Lin Manuel-Miranda

Hamilton

15/01/21

Disney +

Yes, I know, I know. What took us so long?

Well, I’ll be absolutely honest. I had some trepidation about watching this and most of it can be attributed to one three letter word. Rap. I haven’t previously been known for my appreciation of that musical form. Furthermore, I’m also unashamed to say that I’d never heard of Alexander Hamilton until Lin Manuel Miranda’s celebrated musical took the world by storm. But, finally here it is on Disney +, just waiting for me to get up the courage to press the button. Eventually, I can put it off no longer…

And of course, there is a large helping of humble pie waiting to be consumed. And while some of this most assuredly is rap – even in my ignorance, I picked up on a brief homage to Grandmaster Flash and the Furious Five – for the most part it’s an assured musical packed with memorable songs and some swaggering performances.

Alexander Hamilton (Lin Manuel Miranda) was an American statesman, politician , military commander, lawyer, banker and economist. (But what did he do in his spare time, you might ask?) The musical follows his progress from eager student to influential founding father; it marks his first encounters with Aaron Burr ((Leslie Odom Jnr), and his time as right-hand man to George Washington (Chris Jackson). There’s his romance and marriage to Eliza (Phillipa Soo), his platonic relationship with her sister, Angelica (Renée Elise Goldsberry), and his skirmishes with Thomas Jefferson (Daveed Diggs). Whenever things threaten to become a tad too serious, up pops Jonathan Groff as a simpering, preening King George, to lament about the loss of his colonies, accompanied by a jolly, bouncing melody.

After some initial reluctance, I find myself increasingly drawn into the story. It’s a complicated one that lends itself surprisingly well to the disciplines of the form. It’s interesting to note that when Shakespeare’s plays were first produced, they were performed in iambic pentameter, the voices strictly tied to the rhythm, which is, in a way, what Miranda is doing here, the different vocal exchanges perfectly judged and executed.

And, while it’s mostly about the songs and the incisive wordplay, there are also plenty of theatrical flourishes to catch the eye, excellent ensemble choreography, superb costumes and some astute stagecraft. Hamilton looks like a class act and that also contributes to its success.

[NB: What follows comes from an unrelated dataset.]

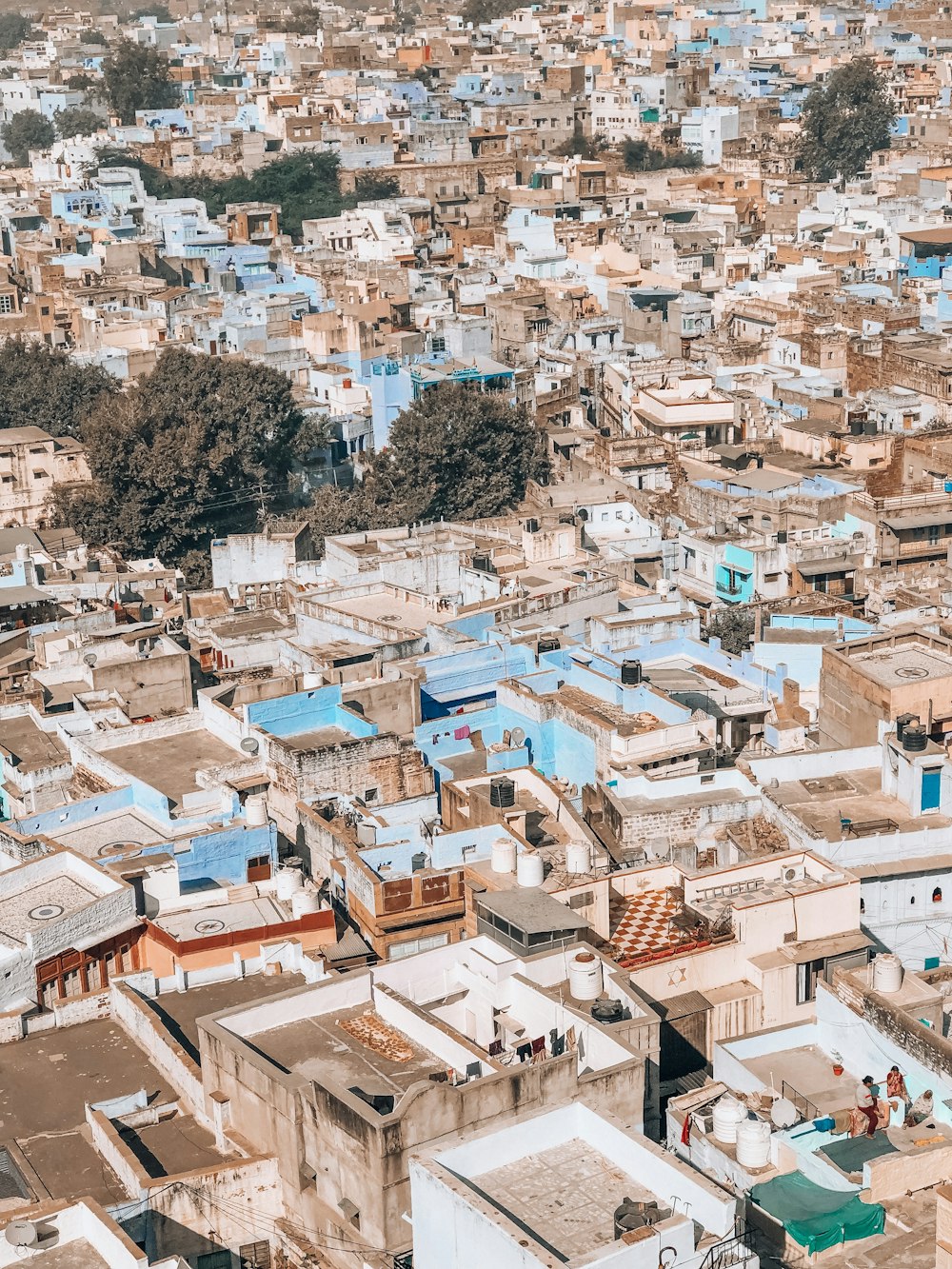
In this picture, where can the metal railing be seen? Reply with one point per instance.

So, yes, I’m glad I finally watched this and also I’m pleased that I learned something about an era of American history I previously knew little about. Strangely, with everything that’s happening in the USA right now, maybe I saw it at exactly the right time.

4.2 stars

Philip Caveney

Mary Poppins Returns

 

23/12/18

Sporting a ‘what it says on the can’ title, Mary Poppins Returns is a thoroughly decent and handsomely mounted sequel to one of Disney’s most iconic films. I’ll ‘fess up right here and now and say that I don’t hold the original movie in the kind of esteem that some of my friends evidently do – but I entirely understand that, with its combination of whimsy and fantasy, it’s become a popular Christmas perennial.

The sequel takes place in depression-era London, some twenty years after the events of the first film, where the Banks children have grown up to a rather more depressing reality than they’ve been used to. Michael (Ben Whishaw) is a recently bereaved widower with three adorable young children to look after, while his sister, Jane (Emily Mortimer), has devoted her life to working for worthy causes. Michael hasn’t been too diligent about paying the bills and is now in danger of losing the beloved family home to the very bank he works for, after failing to keep up the repayments on a loan. The bank’s dastardly new manager, Wilkins (Colin Firth), is taking every step to ensure that the family home will soon be subject to repossession.

Into this troubled scenario, floats Mary (Emily Blunt), hanging onto the tail of a passing kite. Blunt is perhaps the logical actor to fill those famous red shoes,  but her incarnation is sterner and, it has be said, a good deal more mischievous than her predecessor. She is clearly in cahoots with local lamplighter, Jack (Lin Manuel-Miranda), and together the two of them lead the Banks children into a whole series of magical situations.

If this sounds familiar, it ought to. The sequel sticks pretty closely to the format of the first film, replete with song and dance numbers – one of which is rather more fruity than you’d ever have expected from Julie Andrews – cleverly animated sequences (an underwater spectacle is perhaps the standout) and brief appearances from high calibre guest stars like Meryl Streep, Angela Lansbury and a very spry Dick Van Dyke.

As I said, it’s all decently done, but perhaps, in the end, that over-familiarity works against it. Nothing here comes as a surprise and some of the plot strands are so needlessly over-complicated, they can only be solved by Mary – but she does have an infuriating habit of hanging back until the last possible moment. Also, sadly, none of the songs here are quite as memorable as the likes of Go Fly A Kite or A Spoonful of Sugar.

If you’re looking for a suitable Christmas film for all the family, this is probably the logical one to aim for, but be warned, you may not come out singing one of the songs.